Later on March 5, Gonzales called Goldsmith to request a letter from OLC stating that Yoo’s prior OLC opinions "covered the program," meaning the PSP. Philbin told the DOJ OIG that Gonzales was not requesting a new opinion that the program itself was legal, but only that the prior opinions had concluded that it was. As a result of Gonzales’s request, Goldsmith, Philbin, and Comey re-examined Yoo’s memoranda with a view toward determining whether they adequately described the actual intelligence activities of the NSA under the Authorizations. Goldsmith, Philbin, and Comey concluded that Yoo’s memoranda did not accurately describe some of the Other Intelligence Activities that were being conducted under the Presidential Authorizations implementing the PSP, and that the memoranda therefore did not provide a basis for finding that these activities were legal.

Credible or not (coming from a guy who approved the program on the same day he was read into it), Ashcroft pointed to Yoo’s inaccurate description of these OIA when he explained why he had authorized the program in the past.

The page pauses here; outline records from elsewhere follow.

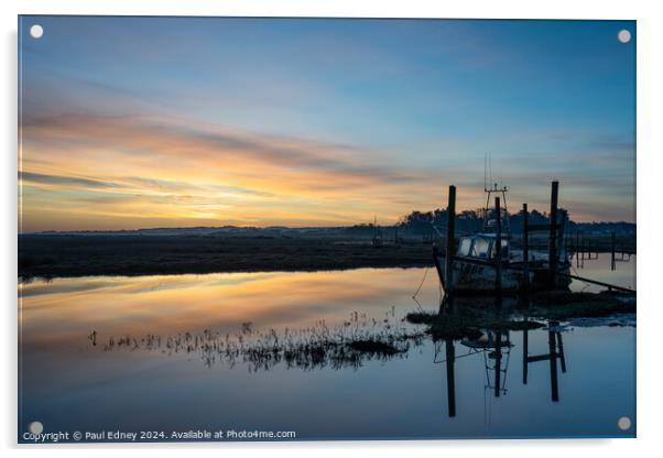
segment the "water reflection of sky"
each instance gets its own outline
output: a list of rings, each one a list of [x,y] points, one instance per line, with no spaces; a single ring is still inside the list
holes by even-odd
[[[632,272],[634,264],[618,271],[624,265]],[[580,275],[591,277],[589,269],[586,263]],[[423,276],[422,269],[367,269],[22,285],[20,430],[39,419],[45,432],[259,428],[295,430],[302,439],[634,435],[616,426],[619,416],[635,417],[633,327],[562,332],[567,371],[558,373],[558,402],[551,400],[548,361],[529,364],[523,384],[523,332],[510,332],[507,392],[499,397],[486,386],[487,355],[460,358],[467,348],[455,342],[455,417],[448,415],[447,368],[434,363],[441,358],[431,340],[405,358],[367,360],[357,370],[281,364],[252,372],[242,362],[207,367],[195,355],[100,351],[87,339],[91,330],[101,341],[121,334],[237,331],[244,321],[297,328],[341,323],[354,310],[379,318],[392,307],[399,317],[417,309],[411,296]],[[417,295],[426,309],[436,308],[436,282],[428,272]],[[529,332],[530,356],[548,351],[547,336]]]

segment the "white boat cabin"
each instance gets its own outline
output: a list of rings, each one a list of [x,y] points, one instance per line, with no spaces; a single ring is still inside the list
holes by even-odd
[[[509,259],[509,238],[502,236],[501,255],[503,260]],[[491,261],[496,257],[497,236],[494,233],[477,233],[461,237],[458,242],[456,255],[463,258],[475,258],[481,261]]]

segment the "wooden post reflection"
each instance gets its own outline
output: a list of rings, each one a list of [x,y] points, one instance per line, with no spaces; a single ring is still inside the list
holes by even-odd
[[[536,361],[548,361],[550,364],[550,377],[551,377],[551,400],[553,402],[559,401],[559,381],[558,381],[558,372],[557,372],[557,359],[559,360],[559,366],[562,369],[562,373],[566,373],[566,359],[564,357],[564,344],[562,342],[562,332],[548,330],[548,352],[547,355],[529,355],[529,334],[526,330],[523,330],[523,355],[522,355],[522,380],[523,384],[528,384],[528,372],[529,364]]]
[[[454,366],[456,363],[456,350],[454,348],[454,340],[446,339],[446,366],[447,366],[447,405],[449,410],[449,417],[456,416],[456,377],[454,373]]]
[[[500,396],[500,375],[502,369],[502,332],[494,335],[494,396]]]

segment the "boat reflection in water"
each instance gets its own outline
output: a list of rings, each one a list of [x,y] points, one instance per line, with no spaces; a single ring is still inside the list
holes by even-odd
[[[514,332],[514,331],[512,331]],[[551,380],[551,401],[559,401],[559,384],[557,361],[562,373],[566,373],[566,359],[564,356],[564,345],[562,342],[562,327],[556,321],[548,323],[547,340],[548,352],[543,355],[530,355],[529,330],[522,330],[522,383],[528,384],[529,366],[534,362],[548,361]],[[542,332],[536,332],[542,336]],[[457,341],[454,339],[444,339],[435,341],[435,363],[445,363],[447,379],[447,406],[449,417],[456,416],[456,360],[468,357],[483,357],[483,367],[486,370],[485,390],[494,397],[507,394],[507,372],[509,370],[509,360],[514,345],[510,340],[510,331],[485,330],[481,336],[475,339],[465,338],[459,345],[467,348],[467,352],[456,356]],[[444,346],[444,349],[443,349]],[[438,360],[438,358],[444,358]]]

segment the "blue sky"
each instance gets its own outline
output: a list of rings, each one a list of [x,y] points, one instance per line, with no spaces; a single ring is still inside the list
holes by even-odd
[[[634,220],[634,21],[20,21],[26,230],[393,222],[480,206],[486,153],[511,203]]]

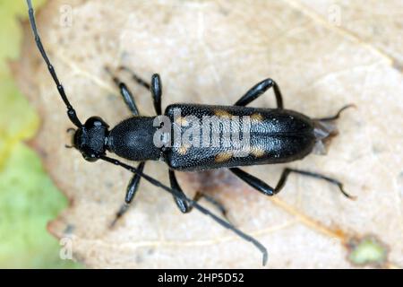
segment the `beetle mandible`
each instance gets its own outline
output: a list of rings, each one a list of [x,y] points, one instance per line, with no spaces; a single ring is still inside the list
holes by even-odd
[[[227,168],[237,178],[266,196],[274,196],[279,193],[286,184],[288,175],[296,173],[328,181],[337,186],[345,196],[353,198],[344,191],[340,181],[316,172],[286,168],[275,187],[272,187],[262,179],[239,169],[241,166],[290,162],[301,160],[313,152],[322,152],[330,140],[337,134],[334,121],[339,118],[344,109],[352,105],[343,107],[333,117],[311,118],[302,113],[285,109],[279,85],[269,78],[252,87],[233,106],[173,104],[167,107],[165,112],[162,113],[162,84],[159,75],[153,74],[150,83],[149,83],[129,68],[122,66],[119,68],[120,70],[131,73],[133,78],[139,84],[150,91],[157,116],[141,117],[127,86],[117,77],[112,75],[113,81],[118,87],[133,117],[111,129],[99,117],[91,117],[82,124],[71,105],[42,45],[36,27],[31,1],[27,0],[27,4],[37,47],[47,65],[60,97],[67,108],[68,117],[77,127],[73,135],[73,147],[80,151],[84,159],[89,161],[102,160],[134,173],[127,187],[125,204],[116,213],[113,223],[126,212],[128,204],[138,190],[140,179],[143,178],[151,184],[171,193],[182,213],[186,213],[195,208],[211,217],[223,227],[253,243],[262,253],[263,265],[265,265],[267,251],[264,246],[231,224],[225,216],[225,208],[214,198],[200,193],[197,193],[193,199],[186,197],[176,180],[175,170],[194,171]],[[110,70],[107,69],[107,71],[112,74]],[[270,88],[273,89],[276,97],[276,109],[246,107]],[[176,111],[180,112],[179,117],[176,117]],[[203,128],[193,130],[191,136],[192,141],[186,144],[179,142],[176,144],[176,141],[173,143],[172,135],[178,135],[181,138],[185,134],[189,134],[187,127],[192,126],[189,125],[189,118],[193,123],[194,120],[202,122],[209,118],[209,125],[219,123],[219,126],[216,126],[216,129],[208,130],[207,133]],[[234,123],[236,124],[234,125]],[[241,126],[248,127],[245,134],[248,138],[247,144],[234,144],[233,134],[237,135],[239,132],[237,128]],[[219,131],[217,127],[219,127]],[[155,135],[162,128],[165,128],[166,133],[159,134],[160,141],[159,144],[156,144]],[[211,144],[211,135],[218,135],[219,141],[216,143],[218,144],[202,144],[200,146],[189,144],[194,143],[195,137],[205,139],[206,135],[209,144]],[[243,136],[245,138],[246,135]],[[159,137],[157,136],[157,138]],[[224,143],[227,144],[223,144]],[[107,156],[107,152],[126,160],[140,161],[140,163],[134,168]],[[143,173],[147,161],[162,161],[168,165],[171,187]],[[198,203],[198,200],[203,196],[220,209],[225,219],[215,215]]]

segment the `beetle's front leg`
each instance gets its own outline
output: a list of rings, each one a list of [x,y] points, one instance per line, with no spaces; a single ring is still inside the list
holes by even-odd
[[[141,161],[137,166],[137,170],[141,172],[144,170],[145,162]],[[134,196],[136,195],[137,190],[139,189],[140,179],[141,178],[138,174],[134,174],[127,185],[126,196],[124,196],[124,204],[122,204],[120,209],[117,211],[116,215],[110,224],[111,227],[115,226],[116,222],[121,218],[129,209],[130,204],[132,203]]]
[[[119,88],[120,94],[122,95],[127,108],[133,114],[133,116],[139,116],[139,109],[137,109],[136,102],[134,101],[134,98],[133,97],[133,94],[130,91],[129,88],[127,88],[125,83],[120,81],[119,78],[115,76],[108,67],[106,67],[105,70],[107,72],[107,74],[109,74],[109,75],[112,77],[112,80],[114,80],[115,84]]]
[[[146,81],[142,80],[140,76],[138,76],[134,72],[132,71],[132,69],[126,67],[126,66],[119,66],[119,71],[126,71],[131,75],[132,78],[141,86],[144,87],[148,91],[151,91],[152,95],[152,101],[154,104],[154,109],[157,113],[157,116],[159,116],[162,114],[162,109],[161,109],[161,94],[162,94],[162,83],[161,79],[159,77],[159,74],[154,74],[151,77],[151,84],[148,83]]]
[[[283,108],[283,96],[281,95],[281,91],[279,88],[279,85],[271,79],[266,79],[262,81],[261,83],[256,83],[253,87],[252,87],[246,93],[241,97],[236,103],[235,106],[246,106],[250,102],[253,101],[261,95],[262,95],[267,90],[273,87],[274,95],[276,96],[277,108]]]
[[[294,172],[294,173],[298,173],[298,174],[301,174],[304,176],[311,177],[313,178],[326,180],[327,182],[337,186],[339,187],[339,189],[340,190],[340,192],[346,197],[350,198],[350,199],[355,199],[354,196],[348,195],[346,191],[344,191],[343,184],[341,182],[339,182],[337,179],[334,179],[334,178],[329,178],[329,177],[326,177],[324,175],[315,173],[315,172],[286,168],[286,169],[284,169],[283,172],[281,173],[281,177],[280,177],[279,182],[277,183],[276,187],[273,188],[270,186],[264,183],[262,180],[259,179],[258,178],[253,177],[253,175],[251,175],[238,168],[231,168],[231,169],[229,169],[229,170],[231,170],[236,177],[238,177],[239,178],[244,180],[249,186],[251,186],[252,187],[255,188],[256,190],[262,192],[262,194],[264,194],[266,196],[274,196],[274,195],[278,194],[281,190],[281,188],[283,188],[284,185],[286,184],[288,175],[290,173]]]

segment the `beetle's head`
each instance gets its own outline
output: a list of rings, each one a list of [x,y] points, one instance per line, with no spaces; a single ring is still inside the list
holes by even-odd
[[[74,132],[73,146],[81,152],[86,161],[97,161],[107,150],[108,127],[99,117],[90,117]]]

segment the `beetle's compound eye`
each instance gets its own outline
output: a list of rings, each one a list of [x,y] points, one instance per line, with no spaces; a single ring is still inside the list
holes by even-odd
[[[91,128],[100,128],[104,127],[105,129],[107,129],[109,126],[104,122],[102,118],[99,117],[91,117],[85,122],[84,125],[85,128],[91,129]]]
[[[84,158],[85,161],[90,161],[90,162],[94,162],[98,161],[98,158],[96,158],[95,156],[89,156],[87,154],[82,153],[82,157]]]

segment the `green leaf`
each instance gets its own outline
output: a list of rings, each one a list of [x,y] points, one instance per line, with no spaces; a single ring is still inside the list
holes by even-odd
[[[44,0],[35,1],[38,7]],[[60,246],[46,230],[66,205],[42,169],[21,144],[35,135],[39,117],[18,91],[7,61],[20,54],[25,1],[0,1],[0,267],[77,267],[59,258]]]

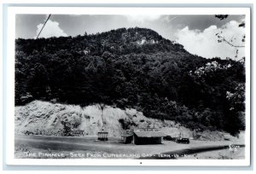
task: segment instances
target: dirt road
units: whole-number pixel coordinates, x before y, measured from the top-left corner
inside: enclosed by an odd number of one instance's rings
[[[157,145],[123,144],[119,141],[119,137],[110,137],[108,142],[99,142],[96,141],[96,136],[93,136],[62,137],[15,135],[16,157],[40,158],[37,155],[27,156],[25,154],[27,154],[28,152],[33,154],[54,152],[66,154],[63,158],[70,158],[70,153],[76,153],[84,155],[77,155],[74,158],[177,159],[177,157],[195,153],[229,148],[230,144],[244,146],[241,142],[230,141],[207,142],[191,140],[189,144],[179,144],[172,141],[164,141],[162,144]],[[23,147],[23,149],[20,150],[20,148],[17,147]],[[88,154],[91,155],[88,156]],[[103,154],[108,155],[102,156],[102,154]]]

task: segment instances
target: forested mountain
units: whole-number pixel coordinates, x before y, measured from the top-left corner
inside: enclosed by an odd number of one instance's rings
[[[132,107],[190,129],[245,129],[245,68],[205,59],[145,28],[16,40],[15,105]]]

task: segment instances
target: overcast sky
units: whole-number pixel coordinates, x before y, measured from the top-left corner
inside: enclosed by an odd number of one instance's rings
[[[16,14],[16,38],[35,38],[48,14]],[[107,32],[120,27],[146,27],[162,37],[177,41],[192,54],[207,58],[233,58],[235,48],[218,43],[216,33],[223,32],[227,40],[242,45],[244,15],[230,15],[220,20],[214,15],[73,15],[52,14],[40,37],[77,36]],[[240,49],[239,56],[244,56]]]

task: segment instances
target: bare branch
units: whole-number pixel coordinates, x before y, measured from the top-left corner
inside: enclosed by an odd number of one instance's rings
[[[235,47],[235,48],[244,48],[244,45],[234,45],[232,44],[230,42],[227,41],[224,37],[218,35],[218,38],[221,38],[221,41],[225,42],[226,44],[228,44],[229,45]]]

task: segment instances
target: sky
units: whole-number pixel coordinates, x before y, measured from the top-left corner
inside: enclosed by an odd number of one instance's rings
[[[16,14],[15,38],[36,38],[48,14]],[[222,32],[234,45],[244,45],[245,28],[238,25],[244,15],[229,15],[220,20],[214,15],[92,15],[51,14],[39,38],[72,36],[102,32],[121,27],[150,28],[162,37],[176,41],[194,55],[206,58],[234,58],[236,49],[218,43],[216,33]],[[239,49],[238,58],[244,56]]]

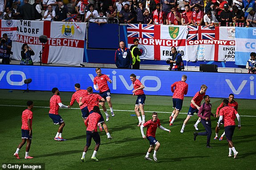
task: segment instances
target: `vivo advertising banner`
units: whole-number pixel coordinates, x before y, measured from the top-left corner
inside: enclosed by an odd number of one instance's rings
[[[206,94],[211,97],[227,98],[233,93],[237,99],[256,99],[255,75],[110,68],[103,68],[102,71],[112,81],[107,83],[112,93],[132,95],[130,75],[133,73],[145,87],[146,95],[171,96],[171,85],[186,74],[189,88],[185,96],[193,96],[204,84],[208,87]],[[25,90],[24,80],[31,78],[29,90],[51,91],[57,87],[60,91],[74,91],[76,83],[80,83],[82,89],[93,86],[95,76],[95,68],[3,65],[0,67],[0,88]]]

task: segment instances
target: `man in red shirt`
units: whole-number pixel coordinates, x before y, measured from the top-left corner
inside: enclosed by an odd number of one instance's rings
[[[130,75],[130,79],[132,82],[133,88],[132,91],[132,95],[137,96],[137,99],[135,103],[135,108],[134,111],[135,113],[139,119],[139,127],[145,123],[145,112],[144,112],[144,105],[145,104],[145,100],[146,100],[146,95],[143,91],[143,89],[145,88],[144,86],[140,83],[140,81],[136,79],[136,75],[134,74],[132,74]],[[140,114],[139,109],[141,113],[141,117]],[[142,119],[141,119],[142,118]]]
[[[110,90],[109,90],[108,86],[107,86],[107,82],[108,81],[109,83],[111,83],[112,81],[107,75],[101,73],[101,70],[100,68],[96,68],[95,71],[97,76],[95,77],[93,80],[93,87],[96,91],[99,90],[99,95],[107,102],[111,115],[112,117],[114,117],[115,116],[115,114],[114,114],[113,107],[112,107],[112,103],[111,103],[111,94],[110,94]],[[97,87],[97,85],[98,85],[98,87]],[[105,106],[104,103],[103,103],[102,108],[104,113],[106,115],[106,121],[107,122],[109,118],[109,115],[107,114],[107,108]]]
[[[93,108],[95,106],[97,106],[99,107],[99,103],[102,106],[103,103],[105,101],[103,98],[97,94],[93,93],[92,87],[90,86],[87,88],[87,91],[88,92],[88,95],[83,97],[80,97],[79,99],[79,106],[83,106],[84,103],[86,103],[88,107],[88,110],[89,110],[89,113],[91,114],[93,112]],[[107,124],[105,123],[105,120],[104,120],[104,118],[100,111],[98,113],[100,115],[100,119],[99,121],[99,126],[100,128],[100,123],[102,123],[104,130],[106,132],[106,134],[107,136],[107,138],[110,139],[112,139],[112,137],[110,135],[109,132],[108,132],[108,129],[107,126]]]
[[[147,127],[146,136],[144,134],[144,132],[143,131],[143,127]],[[149,158],[149,154],[153,151],[154,147],[155,147],[153,158],[155,161],[157,161],[157,152],[160,147],[160,143],[156,139],[156,131],[157,127],[164,130],[167,131],[169,133],[171,132],[171,130],[161,126],[160,120],[157,119],[157,112],[153,113],[152,119],[149,120],[140,126],[140,132],[142,135],[142,138],[145,139],[146,138],[149,141],[149,148],[147,154],[145,156],[145,159],[149,161],[152,161],[152,159]]]
[[[225,132],[227,142],[228,142],[228,157],[232,156],[232,151],[234,153],[234,158],[236,158],[238,152],[237,152],[234,144],[232,142],[232,137],[234,134],[234,131],[235,128],[235,119],[237,118],[238,120],[238,129],[241,130],[241,121],[240,116],[237,111],[232,107],[229,106],[229,101],[226,99],[223,100],[223,107],[219,111],[219,119],[218,122],[218,126],[220,126],[223,119],[224,119],[224,127],[225,127]]]
[[[100,137],[97,131],[98,122],[100,119],[100,115],[99,114],[100,112],[99,108],[98,106],[94,106],[92,111],[92,113],[90,114],[84,122],[87,129],[86,129],[86,145],[84,146],[83,155],[81,158],[81,160],[83,162],[85,162],[85,154],[91,145],[92,138],[93,138],[95,144],[91,159],[95,161],[99,161],[95,156],[100,145]]]
[[[186,80],[187,76],[183,75],[181,81],[176,82],[171,86],[171,90],[173,93],[174,93],[173,95],[173,107],[174,108],[174,110],[169,118],[170,126],[173,126],[173,122],[182,107],[184,95],[187,94],[189,87],[188,84],[186,83]]]
[[[191,116],[194,115],[194,113],[196,112],[197,114],[198,113],[198,111],[199,111],[200,107],[201,106],[201,102],[202,102],[203,99],[203,96],[205,95],[205,92],[206,91],[207,88],[207,86],[204,84],[201,86],[201,90],[200,91],[196,92],[192,99],[191,101],[191,103],[190,106],[190,108],[188,112],[188,115],[183,122],[182,127],[181,130],[181,133],[183,133],[186,124],[187,124],[188,121],[190,119]],[[194,127],[197,130],[198,130],[197,125],[198,123],[200,123],[200,121],[201,118],[199,118],[198,120],[197,123],[196,123],[196,124],[194,125]],[[198,122],[199,122],[198,123]]]
[[[234,100],[235,95],[234,94],[231,93],[229,94],[228,96],[228,106],[230,106],[235,109],[237,111],[237,110],[238,109],[238,103],[237,102],[235,101]],[[222,103],[219,107],[217,108],[217,110],[216,111],[216,117],[219,117],[219,112],[220,109],[223,107],[223,103]],[[223,123],[221,123],[221,125],[223,124]],[[218,125],[216,126],[216,128],[215,128],[215,138],[214,138],[214,140],[218,139],[218,136],[219,136],[219,127],[218,127]],[[219,138],[219,140],[222,141],[223,139],[223,137],[225,135],[225,131],[223,133],[223,134],[221,135],[220,138]]]
[[[79,104],[79,99],[81,97],[85,97],[88,95],[88,92],[86,90],[82,90],[80,89],[80,85],[79,83],[75,83],[74,85],[74,89],[76,91],[74,94],[72,95],[71,101],[70,102],[70,106],[72,106],[75,100],[76,101],[77,103]],[[89,115],[89,110],[88,107],[85,103],[81,106],[80,109],[82,111],[82,117],[83,119],[83,121],[85,122],[85,119]]]
[[[49,117],[53,120],[54,124],[59,125],[60,126],[54,140],[57,141],[63,141],[66,140],[62,137],[63,129],[65,125],[65,122],[62,118],[58,114],[60,107],[62,108],[70,108],[69,105],[65,106],[63,104],[60,97],[60,92],[57,87],[54,87],[52,89],[52,92],[54,95],[50,99],[50,110],[49,111]]]
[[[22,147],[23,145],[27,141],[27,146],[26,146],[26,153],[25,154],[25,159],[32,159],[33,157],[29,156],[29,152],[30,149],[31,140],[32,139],[32,120],[33,119],[33,113],[31,110],[33,108],[33,102],[28,101],[27,102],[28,108],[22,112],[21,116],[22,125],[21,125],[21,139],[22,141],[19,144],[16,152],[13,155],[18,159],[20,159],[19,157],[19,152],[20,150]]]

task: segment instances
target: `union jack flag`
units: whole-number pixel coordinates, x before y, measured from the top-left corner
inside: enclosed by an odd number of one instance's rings
[[[215,28],[209,28],[203,26],[197,27],[188,26],[188,41],[198,40],[215,40]]]
[[[154,25],[127,24],[127,36],[129,37],[153,39]]]

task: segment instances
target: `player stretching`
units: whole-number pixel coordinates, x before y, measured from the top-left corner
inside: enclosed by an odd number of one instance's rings
[[[105,100],[104,98],[98,94],[93,93],[93,91],[92,87],[91,86],[90,86],[87,88],[87,91],[88,92],[88,95],[87,96],[85,97],[81,97],[79,98],[79,106],[82,106],[84,103],[85,103],[87,105],[89,114],[90,114],[93,112],[92,110],[95,106],[98,106],[99,107],[99,101],[104,102]],[[100,103],[102,105],[103,103],[103,102],[100,102]],[[100,111],[99,112],[99,114],[101,116],[99,123],[102,123],[104,130],[106,132],[106,134],[107,136],[107,138],[111,139],[112,137],[108,132],[108,129],[107,129],[107,124],[105,123],[105,120],[104,120],[103,116],[102,115],[102,114],[101,114]]]
[[[238,103],[234,100],[234,95],[233,94],[229,94],[228,96],[228,106],[230,106],[233,108],[234,108],[236,111],[237,111],[237,110],[238,109]],[[217,108],[217,110],[216,111],[216,117],[218,117],[219,116],[219,110],[223,107],[223,103],[222,103],[219,107]],[[222,123],[221,123],[220,125],[223,124]],[[214,140],[218,139],[218,136],[219,136],[219,127],[220,126],[218,127],[218,125],[216,126],[216,128],[215,128],[215,138],[214,138]],[[223,134],[221,135],[220,138],[219,138],[219,140],[222,141],[223,139],[223,137],[225,135],[225,131],[223,133]]]
[[[75,100],[76,100],[77,103],[79,104],[79,99],[80,97],[85,97],[88,95],[88,92],[86,90],[82,90],[80,88],[79,83],[75,83],[74,85],[74,89],[76,91],[72,95],[71,101],[70,102],[70,106],[72,106]],[[85,119],[89,115],[89,110],[87,105],[85,103],[81,106],[80,109],[82,111],[82,117],[83,121],[85,122]]]
[[[65,125],[65,122],[61,116],[58,114],[59,107],[62,108],[70,108],[69,105],[65,106],[63,104],[60,97],[60,92],[57,87],[52,89],[54,95],[50,99],[50,111],[49,111],[49,117],[53,120],[54,124],[59,125],[58,131],[54,140],[57,141],[63,141],[66,140],[62,137],[63,129]]]
[[[109,83],[111,83],[112,81],[107,75],[101,74],[101,70],[99,68],[96,68],[96,73],[97,73],[97,76],[95,77],[93,80],[93,87],[96,91],[99,90],[99,95],[107,102],[107,104],[108,104],[108,106],[110,109],[111,115],[112,117],[114,117],[115,116],[115,114],[113,111],[113,107],[112,107],[112,103],[111,103],[111,100],[110,100],[111,99],[111,94],[110,94],[110,90],[109,90],[108,86],[107,86],[107,81],[108,81]],[[98,85],[98,88],[96,85]],[[109,115],[107,114],[107,108],[105,106],[105,103],[103,103],[102,108],[104,113],[106,115],[106,121],[107,122],[109,118]]]
[[[198,111],[199,111],[200,107],[201,106],[201,102],[202,102],[203,99],[203,96],[205,95],[205,92],[206,91],[207,88],[207,86],[204,84],[201,86],[201,90],[194,95],[194,96],[192,99],[189,111],[188,112],[188,115],[187,116],[187,118],[185,120],[184,120],[184,122],[183,122],[182,127],[181,130],[181,133],[183,133],[186,124],[188,121],[190,119],[191,116],[193,116],[194,113],[196,112],[197,114],[198,113]],[[198,122],[200,122],[200,121],[201,118],[199,118],[197,121],[197,123]],[[198,124],[198,123],[197,124]],[[194,126],[195,129],[197,130],[198,130],[197,124],[196,125],[195,124]]]
[[[140,80],[136,79],[136,75],[134,74],[132,74],[130,75],[130,79],[132,82],[133,88],[134,89],[132,91],[132,95],[137,96],[134,111],[139,119],[139,124],[137,126],[139,127],[145,123],[144,105],[146,100],[146,95],[144,94],[144,91],[143,91],[143,90],[144,88],[144,86],[140,83]],[[139,109],[140,109],[141,113],[141,117],[140,117]],[[142,119],[141,119],[141,118]]]
[[[33,108],[33,102],[28,101],[27,102],[28,108],[22,112],[21,119],[22,125],[21,125],[21,138],[22,141],[18,146],[16,152],[13,155],[18,159],[20,159],[19,157],[19,152],[21,149],[23,145],[27,141],[27,146],[26,146],[26,153],[25,154],[25,159],[32,159],[33,157],[29,156],[29,152],[30,149],[31,140],[32,139],[32,119],[33,119],[33,113],[31,110]]]
[[[142,135],[142,138],[147,138],[149,141],[149,148],[147,152],[147,154],[145,156],[145,159],[149,161],[152,161],[149,158],[149,154],[153,151],[155,146],[155,150],[154,150],[154,154],[153,154],[153,158],[156,162],[157,161],[157,152],[160,147],[160,143],[156,139],[156,131],[157,127],[160,129],[169,131],[169,133],[171,132],[171,130],[169,129],[166,129],[161,126],[160,123],[160,120],[157,119],[157,113],[153,112],[152,114],[152,119],[149,120],[145,123],[143,124],[140,126],[140,131]],[[143,131],[143,127],[147,127],[147,137],[145,136],[144,132]]]
[[[224,119],[224,127],[225,127],[225,133],[227,142],[228,142],[228,157],[232,156],[232,151],[234,153],[234,158],[236,158],[238,152],[237,152],[234,144],[232,142],[232,137],[234,134],[234,131],[235,128],[235,119],[236,117],[238,120],[238,129],[241,130],[241,121],[240,116],[237,111],[233,107],[228,106],[229,101],[226,99],[223,100],[223,107],[219,111],[219,119],[218,123],[218,126],[220,126],[223,119]]]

In a May 20, 2004 memorandum, Ashcroft wrote that it was not until Philbin and later Goldsmith explained to him that aspects of the NSA’s Other Intelligence Activities were not accurately described in the prior Authorizations that he realized that he had been certifying the Authorizations prior to March 2004 based on a misimpression of those activities.

So why didn’t Yoo include these activities in his original opinions? We know that the Administration briefed Congress–at least partly–on the data mining aspects of the program; presumably, that’s why Jello Jay invoked TIA when he wrote his letter to Cheney. Did the Gang of Four get a full briefing on July 17, 2003, on the eve of defunding any data mining?

Or did Yoo–and the rest of the Administration–leave Congress and much of DOJ in the dark about the extent to which they were data mining the communications of American people?